21 years. Thinking back over emotional growing pains, three daughters and one infamous tattoo . . . 21 years does seem like a pretty amazing thing. As my Eldest daughter put it, “Dad, your marriage is old enough to drink now!” Even more shocking is that, in all honesty, it really does feel like it was only yesterday when I said, “I Do.”
And cue “our song” . . . seriously, don’t laugh.
Anyhoo. . . one of the reasons that we have done so well over the long haul of our marriage, is that our relationship thrives in and on the ordinary. We don’t go out to fancy parties, we don’t give each other big shiny gifts and most of the time we have to force ourselves to actually celebrate our anniversary. In fact, other than our 20th Anniversay Celebration last year, our biggest anniversary partay might have been the first one when we went to Sizzler for dinner and then ate our year-old, freezer-burned cake for dessert.

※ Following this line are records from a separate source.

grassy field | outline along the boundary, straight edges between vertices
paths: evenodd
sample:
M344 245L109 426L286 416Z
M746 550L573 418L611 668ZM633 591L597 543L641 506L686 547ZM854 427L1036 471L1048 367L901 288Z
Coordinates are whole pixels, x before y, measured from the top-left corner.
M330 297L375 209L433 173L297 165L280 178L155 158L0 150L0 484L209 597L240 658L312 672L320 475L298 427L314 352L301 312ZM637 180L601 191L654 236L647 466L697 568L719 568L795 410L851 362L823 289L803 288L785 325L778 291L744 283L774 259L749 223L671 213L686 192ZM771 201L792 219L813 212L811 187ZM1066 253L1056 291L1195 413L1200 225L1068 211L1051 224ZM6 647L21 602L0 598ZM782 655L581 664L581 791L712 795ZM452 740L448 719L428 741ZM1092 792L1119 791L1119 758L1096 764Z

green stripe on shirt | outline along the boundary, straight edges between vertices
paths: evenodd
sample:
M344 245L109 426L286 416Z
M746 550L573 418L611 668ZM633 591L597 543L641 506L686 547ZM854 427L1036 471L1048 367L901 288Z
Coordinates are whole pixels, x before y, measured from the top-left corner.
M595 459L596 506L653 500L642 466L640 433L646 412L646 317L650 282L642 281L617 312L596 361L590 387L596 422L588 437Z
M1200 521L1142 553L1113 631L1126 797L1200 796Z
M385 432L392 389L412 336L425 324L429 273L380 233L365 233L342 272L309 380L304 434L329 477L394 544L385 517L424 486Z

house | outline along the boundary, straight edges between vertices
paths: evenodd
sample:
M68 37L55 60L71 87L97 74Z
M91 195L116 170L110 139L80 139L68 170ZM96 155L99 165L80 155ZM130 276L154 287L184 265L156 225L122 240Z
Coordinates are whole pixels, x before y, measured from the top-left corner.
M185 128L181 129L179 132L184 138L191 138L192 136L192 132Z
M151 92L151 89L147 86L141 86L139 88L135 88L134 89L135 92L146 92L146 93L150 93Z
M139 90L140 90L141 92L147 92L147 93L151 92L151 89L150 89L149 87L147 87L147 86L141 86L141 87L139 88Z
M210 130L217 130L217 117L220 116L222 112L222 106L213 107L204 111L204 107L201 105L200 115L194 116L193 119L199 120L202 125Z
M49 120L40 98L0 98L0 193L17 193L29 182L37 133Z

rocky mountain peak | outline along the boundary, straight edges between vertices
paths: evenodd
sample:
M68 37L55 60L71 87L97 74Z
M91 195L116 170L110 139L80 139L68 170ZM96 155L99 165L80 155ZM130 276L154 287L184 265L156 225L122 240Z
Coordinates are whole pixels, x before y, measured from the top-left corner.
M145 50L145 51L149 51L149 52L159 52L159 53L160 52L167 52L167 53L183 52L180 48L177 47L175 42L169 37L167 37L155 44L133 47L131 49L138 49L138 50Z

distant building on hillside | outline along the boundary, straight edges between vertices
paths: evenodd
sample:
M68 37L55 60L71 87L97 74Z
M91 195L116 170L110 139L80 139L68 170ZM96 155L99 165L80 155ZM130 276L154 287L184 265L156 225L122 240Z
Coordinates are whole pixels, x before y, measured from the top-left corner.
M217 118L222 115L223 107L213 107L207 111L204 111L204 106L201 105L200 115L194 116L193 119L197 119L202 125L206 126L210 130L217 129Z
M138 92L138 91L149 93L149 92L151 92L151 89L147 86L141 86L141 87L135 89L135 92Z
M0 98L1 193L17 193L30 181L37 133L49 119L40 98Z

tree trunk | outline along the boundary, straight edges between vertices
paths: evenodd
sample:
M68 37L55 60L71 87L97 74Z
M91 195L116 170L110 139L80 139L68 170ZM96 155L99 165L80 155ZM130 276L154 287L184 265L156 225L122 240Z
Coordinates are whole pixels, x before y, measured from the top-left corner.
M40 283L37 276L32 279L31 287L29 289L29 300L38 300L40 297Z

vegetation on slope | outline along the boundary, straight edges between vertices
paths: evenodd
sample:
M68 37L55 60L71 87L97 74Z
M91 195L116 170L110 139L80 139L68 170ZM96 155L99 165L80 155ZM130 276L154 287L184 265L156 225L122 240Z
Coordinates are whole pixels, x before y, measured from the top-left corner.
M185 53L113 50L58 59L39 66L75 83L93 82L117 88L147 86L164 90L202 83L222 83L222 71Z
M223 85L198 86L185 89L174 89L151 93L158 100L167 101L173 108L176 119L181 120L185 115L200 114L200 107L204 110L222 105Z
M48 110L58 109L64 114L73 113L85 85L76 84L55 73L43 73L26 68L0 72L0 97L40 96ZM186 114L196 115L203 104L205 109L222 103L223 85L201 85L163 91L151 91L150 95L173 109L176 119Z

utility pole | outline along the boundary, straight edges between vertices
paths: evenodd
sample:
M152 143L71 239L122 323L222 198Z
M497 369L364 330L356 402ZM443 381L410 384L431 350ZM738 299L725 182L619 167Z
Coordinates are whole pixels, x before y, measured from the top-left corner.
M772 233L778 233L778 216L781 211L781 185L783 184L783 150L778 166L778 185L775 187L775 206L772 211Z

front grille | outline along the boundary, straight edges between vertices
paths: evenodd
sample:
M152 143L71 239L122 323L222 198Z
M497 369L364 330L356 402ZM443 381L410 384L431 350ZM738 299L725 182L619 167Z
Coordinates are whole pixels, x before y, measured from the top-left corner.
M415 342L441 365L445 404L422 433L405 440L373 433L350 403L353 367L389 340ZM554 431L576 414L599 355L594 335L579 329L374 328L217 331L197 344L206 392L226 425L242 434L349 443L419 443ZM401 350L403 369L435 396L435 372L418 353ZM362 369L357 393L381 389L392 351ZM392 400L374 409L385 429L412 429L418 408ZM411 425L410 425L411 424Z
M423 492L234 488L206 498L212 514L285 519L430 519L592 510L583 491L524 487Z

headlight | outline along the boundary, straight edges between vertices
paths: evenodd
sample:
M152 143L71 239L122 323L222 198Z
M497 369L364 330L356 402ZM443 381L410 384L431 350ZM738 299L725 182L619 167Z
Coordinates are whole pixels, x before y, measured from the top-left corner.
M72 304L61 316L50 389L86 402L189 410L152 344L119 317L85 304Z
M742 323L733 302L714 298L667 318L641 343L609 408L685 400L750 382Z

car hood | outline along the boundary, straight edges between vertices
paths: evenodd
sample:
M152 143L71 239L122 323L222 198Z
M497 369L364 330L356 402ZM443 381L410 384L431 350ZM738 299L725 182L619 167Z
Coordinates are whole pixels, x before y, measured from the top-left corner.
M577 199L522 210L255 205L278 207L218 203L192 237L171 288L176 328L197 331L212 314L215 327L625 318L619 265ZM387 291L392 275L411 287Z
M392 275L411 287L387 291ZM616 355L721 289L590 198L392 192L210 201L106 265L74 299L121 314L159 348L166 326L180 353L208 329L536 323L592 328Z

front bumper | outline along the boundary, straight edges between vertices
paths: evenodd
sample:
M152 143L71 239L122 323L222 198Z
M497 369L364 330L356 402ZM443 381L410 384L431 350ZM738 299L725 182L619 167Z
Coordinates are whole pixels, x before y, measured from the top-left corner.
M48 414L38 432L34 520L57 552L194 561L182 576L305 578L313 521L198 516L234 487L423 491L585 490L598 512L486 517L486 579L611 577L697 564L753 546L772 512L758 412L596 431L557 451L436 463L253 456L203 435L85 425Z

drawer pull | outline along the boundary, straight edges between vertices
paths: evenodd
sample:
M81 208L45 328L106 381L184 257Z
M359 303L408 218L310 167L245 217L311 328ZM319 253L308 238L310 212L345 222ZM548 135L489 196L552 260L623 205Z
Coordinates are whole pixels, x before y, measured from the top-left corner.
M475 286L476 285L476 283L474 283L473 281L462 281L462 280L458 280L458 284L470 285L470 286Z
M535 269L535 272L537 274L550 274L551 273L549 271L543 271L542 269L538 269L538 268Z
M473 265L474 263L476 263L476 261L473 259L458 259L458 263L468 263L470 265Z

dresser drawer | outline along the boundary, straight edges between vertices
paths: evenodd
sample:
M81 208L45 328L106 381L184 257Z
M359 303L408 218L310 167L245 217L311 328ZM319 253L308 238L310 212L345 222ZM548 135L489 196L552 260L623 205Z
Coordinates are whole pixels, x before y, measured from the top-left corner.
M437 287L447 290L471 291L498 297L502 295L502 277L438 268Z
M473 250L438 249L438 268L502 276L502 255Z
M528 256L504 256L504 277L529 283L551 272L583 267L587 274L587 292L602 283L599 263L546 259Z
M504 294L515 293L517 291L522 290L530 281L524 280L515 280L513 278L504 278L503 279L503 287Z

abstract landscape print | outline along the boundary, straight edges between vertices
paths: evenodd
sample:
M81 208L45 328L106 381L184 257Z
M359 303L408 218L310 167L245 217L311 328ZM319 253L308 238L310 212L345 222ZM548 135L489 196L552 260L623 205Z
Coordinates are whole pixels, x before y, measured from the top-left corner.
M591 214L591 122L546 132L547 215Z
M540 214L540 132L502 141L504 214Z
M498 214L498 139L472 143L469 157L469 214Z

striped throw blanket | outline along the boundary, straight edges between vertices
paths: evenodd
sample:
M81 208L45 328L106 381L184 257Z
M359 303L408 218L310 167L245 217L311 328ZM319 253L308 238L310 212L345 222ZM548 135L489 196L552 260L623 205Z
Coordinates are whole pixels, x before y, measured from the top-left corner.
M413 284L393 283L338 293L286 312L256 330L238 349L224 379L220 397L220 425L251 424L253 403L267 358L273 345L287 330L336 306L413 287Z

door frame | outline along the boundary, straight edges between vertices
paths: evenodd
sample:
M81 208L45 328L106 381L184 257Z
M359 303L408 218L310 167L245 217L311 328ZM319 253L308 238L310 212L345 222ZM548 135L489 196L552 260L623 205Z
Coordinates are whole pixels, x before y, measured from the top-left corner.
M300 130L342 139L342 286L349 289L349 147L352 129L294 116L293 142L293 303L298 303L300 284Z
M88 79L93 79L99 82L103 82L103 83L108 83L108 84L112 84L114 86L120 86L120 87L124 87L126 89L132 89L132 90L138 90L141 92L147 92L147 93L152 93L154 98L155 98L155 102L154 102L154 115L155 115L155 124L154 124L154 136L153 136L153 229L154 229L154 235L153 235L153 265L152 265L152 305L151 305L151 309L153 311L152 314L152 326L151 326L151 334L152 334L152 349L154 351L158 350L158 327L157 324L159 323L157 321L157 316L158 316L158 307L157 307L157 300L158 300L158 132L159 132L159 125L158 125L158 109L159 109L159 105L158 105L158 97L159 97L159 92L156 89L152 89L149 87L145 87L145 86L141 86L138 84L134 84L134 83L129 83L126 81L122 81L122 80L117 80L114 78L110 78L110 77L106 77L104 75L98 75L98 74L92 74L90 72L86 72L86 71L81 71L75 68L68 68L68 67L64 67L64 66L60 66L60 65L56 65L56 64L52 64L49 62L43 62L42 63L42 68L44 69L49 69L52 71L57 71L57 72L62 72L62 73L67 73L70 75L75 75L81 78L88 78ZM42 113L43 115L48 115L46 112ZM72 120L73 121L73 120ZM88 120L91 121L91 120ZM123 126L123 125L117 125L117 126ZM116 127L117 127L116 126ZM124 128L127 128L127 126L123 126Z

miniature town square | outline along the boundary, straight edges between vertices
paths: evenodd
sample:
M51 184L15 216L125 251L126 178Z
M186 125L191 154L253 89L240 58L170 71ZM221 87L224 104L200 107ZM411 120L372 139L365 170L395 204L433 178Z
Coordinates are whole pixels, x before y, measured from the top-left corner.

Partying like we’re rock stars 😐
Sure, we struggle with the same problems as other couples do and we go through the ebbs and flows of any relationship. We have some patterns in our life that should probably be addressed, there are times when our communication isn’t always clear and we fight about unfinished projects, crazy in-laws and who made who late this time 😉
But . . . we also find great joy in the everyday and the mundane: doing our daily morning “one bathroom for five people” dance, checking in during the day to make sure that we do not inadvertently misplace any of our children and ending each day usually curled up on the couch watching crappy TV and musing about our children, our work and world.
I think most relationships that are healthy be they marriages, friendships or family ties are anchored by the everyday and the mundane. It is in that ordinary time when we are shaped and formed as individuals, couples and communities because this is where we spend most of our life. The peaks and the valleys the journey come and go to offer accents to the long arc of our lives, but it is in that middle place where we find our grounding, our mooring, our home. It is vital that, no matter the context of the community, that we give the ordinary time in our lives the same kind of attention and care as we would the grandest of celebrations or most difficult of our struggles. For whether it’s a spouse, a friend or a family member, when the moorings of the day-to-day begin to loosen, relationships begin to grow apart.
So after 21 years, I boldly claim our boring, mundane and ordinary lives because they have been life-giving, joy-filled and holy.
Now to make those Sizzler reservations.